Cuando yo era pequeña, todo me parecía gigante, mi casa, mis padres, mi hermano mayor, mi camita.
Era tan pequeña, que el mundo resultaba gigante, asombroso, y no digamos el sol, la luna por las noches, y hasta las estrellas, porque como había tantas parecía que se juntaban.
Y hasta Dios me parecía enorme, grande, aunque no lo veía, pero lo imaginaba. Cuando paseaba en los atardeceres de verano por las praderas
de mi pueblo, sabía que El iba conmigo, hasta ahí bien, pero luego empezaban las dificultades, porque yo le quería ver, si él me veía, ¿por qué
no le podía ver y así de paso cantábamos un poco y nos reíamos después?.
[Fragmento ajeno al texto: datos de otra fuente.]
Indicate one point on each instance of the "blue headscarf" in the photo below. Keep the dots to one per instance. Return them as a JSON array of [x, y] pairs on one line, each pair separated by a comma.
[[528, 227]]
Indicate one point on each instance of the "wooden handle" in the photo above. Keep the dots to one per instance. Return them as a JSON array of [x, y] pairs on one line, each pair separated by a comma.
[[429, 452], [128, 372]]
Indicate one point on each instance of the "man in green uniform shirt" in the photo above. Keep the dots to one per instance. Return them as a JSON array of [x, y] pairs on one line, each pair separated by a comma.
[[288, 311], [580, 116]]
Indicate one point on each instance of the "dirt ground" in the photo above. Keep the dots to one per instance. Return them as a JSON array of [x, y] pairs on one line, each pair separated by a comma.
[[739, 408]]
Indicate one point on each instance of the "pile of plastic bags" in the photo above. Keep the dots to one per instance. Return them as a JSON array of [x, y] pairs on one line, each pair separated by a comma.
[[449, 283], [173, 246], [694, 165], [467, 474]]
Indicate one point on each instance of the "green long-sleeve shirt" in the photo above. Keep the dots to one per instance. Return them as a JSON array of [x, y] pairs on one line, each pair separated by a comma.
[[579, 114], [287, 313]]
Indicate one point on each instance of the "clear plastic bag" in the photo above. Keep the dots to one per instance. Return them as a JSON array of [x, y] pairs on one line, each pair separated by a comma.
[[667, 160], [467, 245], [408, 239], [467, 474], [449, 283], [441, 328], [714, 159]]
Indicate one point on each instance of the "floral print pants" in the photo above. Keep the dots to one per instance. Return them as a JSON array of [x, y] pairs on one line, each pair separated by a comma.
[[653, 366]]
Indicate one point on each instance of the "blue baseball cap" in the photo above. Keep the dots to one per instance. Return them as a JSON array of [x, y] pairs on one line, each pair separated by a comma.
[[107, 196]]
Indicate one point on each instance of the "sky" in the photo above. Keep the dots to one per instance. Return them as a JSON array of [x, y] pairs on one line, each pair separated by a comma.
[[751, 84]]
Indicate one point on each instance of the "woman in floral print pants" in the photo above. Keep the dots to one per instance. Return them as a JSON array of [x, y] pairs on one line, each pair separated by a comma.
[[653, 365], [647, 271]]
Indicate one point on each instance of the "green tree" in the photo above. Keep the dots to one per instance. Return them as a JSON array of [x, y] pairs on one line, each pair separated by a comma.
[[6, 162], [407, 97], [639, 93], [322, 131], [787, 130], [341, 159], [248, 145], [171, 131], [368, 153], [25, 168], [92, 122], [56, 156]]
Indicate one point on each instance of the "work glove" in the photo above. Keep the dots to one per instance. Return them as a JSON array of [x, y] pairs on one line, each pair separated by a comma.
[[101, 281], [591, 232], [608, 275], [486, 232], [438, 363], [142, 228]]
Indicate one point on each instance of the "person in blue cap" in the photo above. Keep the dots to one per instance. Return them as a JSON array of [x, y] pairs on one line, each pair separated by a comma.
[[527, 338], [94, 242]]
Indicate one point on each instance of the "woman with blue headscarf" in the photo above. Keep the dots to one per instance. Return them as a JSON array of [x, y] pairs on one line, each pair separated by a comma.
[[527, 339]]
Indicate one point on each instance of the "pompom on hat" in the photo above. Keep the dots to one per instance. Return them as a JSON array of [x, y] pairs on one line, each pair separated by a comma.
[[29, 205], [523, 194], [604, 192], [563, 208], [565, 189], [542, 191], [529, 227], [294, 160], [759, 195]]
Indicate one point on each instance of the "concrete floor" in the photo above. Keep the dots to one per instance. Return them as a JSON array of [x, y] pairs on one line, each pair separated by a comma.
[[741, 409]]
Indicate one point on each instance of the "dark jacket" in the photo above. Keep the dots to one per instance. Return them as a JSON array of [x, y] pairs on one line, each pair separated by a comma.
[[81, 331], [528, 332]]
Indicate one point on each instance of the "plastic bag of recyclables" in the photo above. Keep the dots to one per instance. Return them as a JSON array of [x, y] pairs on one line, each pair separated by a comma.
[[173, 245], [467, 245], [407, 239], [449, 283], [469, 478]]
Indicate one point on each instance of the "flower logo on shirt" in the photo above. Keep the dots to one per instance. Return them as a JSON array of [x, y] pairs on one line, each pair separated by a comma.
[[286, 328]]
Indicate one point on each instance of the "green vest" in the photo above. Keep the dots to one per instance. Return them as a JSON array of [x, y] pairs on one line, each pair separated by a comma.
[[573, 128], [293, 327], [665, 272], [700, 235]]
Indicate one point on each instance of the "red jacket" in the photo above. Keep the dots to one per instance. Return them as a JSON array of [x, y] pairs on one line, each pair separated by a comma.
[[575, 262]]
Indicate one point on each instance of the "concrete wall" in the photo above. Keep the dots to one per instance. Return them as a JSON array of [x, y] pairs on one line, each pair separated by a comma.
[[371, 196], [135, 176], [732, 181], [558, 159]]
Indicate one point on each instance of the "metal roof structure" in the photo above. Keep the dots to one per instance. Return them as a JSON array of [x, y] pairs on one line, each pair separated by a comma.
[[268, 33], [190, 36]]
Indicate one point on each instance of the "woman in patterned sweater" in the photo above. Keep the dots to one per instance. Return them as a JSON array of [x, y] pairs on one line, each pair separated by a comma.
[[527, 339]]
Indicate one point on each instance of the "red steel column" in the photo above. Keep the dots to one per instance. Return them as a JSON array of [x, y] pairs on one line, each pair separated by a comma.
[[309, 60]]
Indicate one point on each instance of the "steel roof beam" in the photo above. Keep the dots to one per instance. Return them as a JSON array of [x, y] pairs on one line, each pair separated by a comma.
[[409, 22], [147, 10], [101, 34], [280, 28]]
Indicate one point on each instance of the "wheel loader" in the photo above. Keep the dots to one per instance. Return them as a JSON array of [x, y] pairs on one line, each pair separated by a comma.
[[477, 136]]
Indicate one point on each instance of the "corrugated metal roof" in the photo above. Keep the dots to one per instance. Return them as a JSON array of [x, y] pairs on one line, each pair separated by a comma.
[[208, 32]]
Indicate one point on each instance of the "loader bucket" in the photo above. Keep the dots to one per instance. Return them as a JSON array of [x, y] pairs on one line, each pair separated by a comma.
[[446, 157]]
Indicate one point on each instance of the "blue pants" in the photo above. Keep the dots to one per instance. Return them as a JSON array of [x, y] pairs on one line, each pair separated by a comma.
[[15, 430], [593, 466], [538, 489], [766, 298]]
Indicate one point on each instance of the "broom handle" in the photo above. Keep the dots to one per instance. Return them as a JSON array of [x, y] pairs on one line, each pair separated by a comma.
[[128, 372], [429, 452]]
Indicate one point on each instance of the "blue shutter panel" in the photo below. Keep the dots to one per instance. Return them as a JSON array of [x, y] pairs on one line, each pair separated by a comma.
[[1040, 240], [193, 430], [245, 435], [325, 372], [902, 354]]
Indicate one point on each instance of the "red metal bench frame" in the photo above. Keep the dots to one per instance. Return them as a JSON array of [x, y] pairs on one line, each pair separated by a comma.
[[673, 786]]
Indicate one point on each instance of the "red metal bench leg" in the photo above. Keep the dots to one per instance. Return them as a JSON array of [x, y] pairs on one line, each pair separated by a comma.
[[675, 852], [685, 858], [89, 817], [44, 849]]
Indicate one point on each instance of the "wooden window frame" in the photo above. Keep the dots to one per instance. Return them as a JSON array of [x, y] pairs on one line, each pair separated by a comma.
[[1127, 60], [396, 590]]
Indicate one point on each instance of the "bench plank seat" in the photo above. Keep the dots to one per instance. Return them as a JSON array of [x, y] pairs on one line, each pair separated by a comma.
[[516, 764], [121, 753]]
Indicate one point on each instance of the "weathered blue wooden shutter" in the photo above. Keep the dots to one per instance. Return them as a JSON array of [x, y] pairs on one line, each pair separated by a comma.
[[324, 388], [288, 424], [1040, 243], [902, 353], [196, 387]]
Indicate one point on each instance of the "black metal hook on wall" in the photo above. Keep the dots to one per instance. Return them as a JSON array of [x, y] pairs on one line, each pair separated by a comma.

Pero no había manera, como cuando le llamaba no aparecía, estaba mudo, inventé otra cosa: me daría la vuelta rápidamente para que no le diera
tiempo a esconderse, y zas, lo pillaría infraganti, detrás de mí. Lo intentaba varias veces y de varias formas, por la izquierda, por la derecha,
agachándome, dando un salto, no había forma. Llegué a la conclusión de que no quería que le viera, pero me llenaba de tristeza el no saber porqué.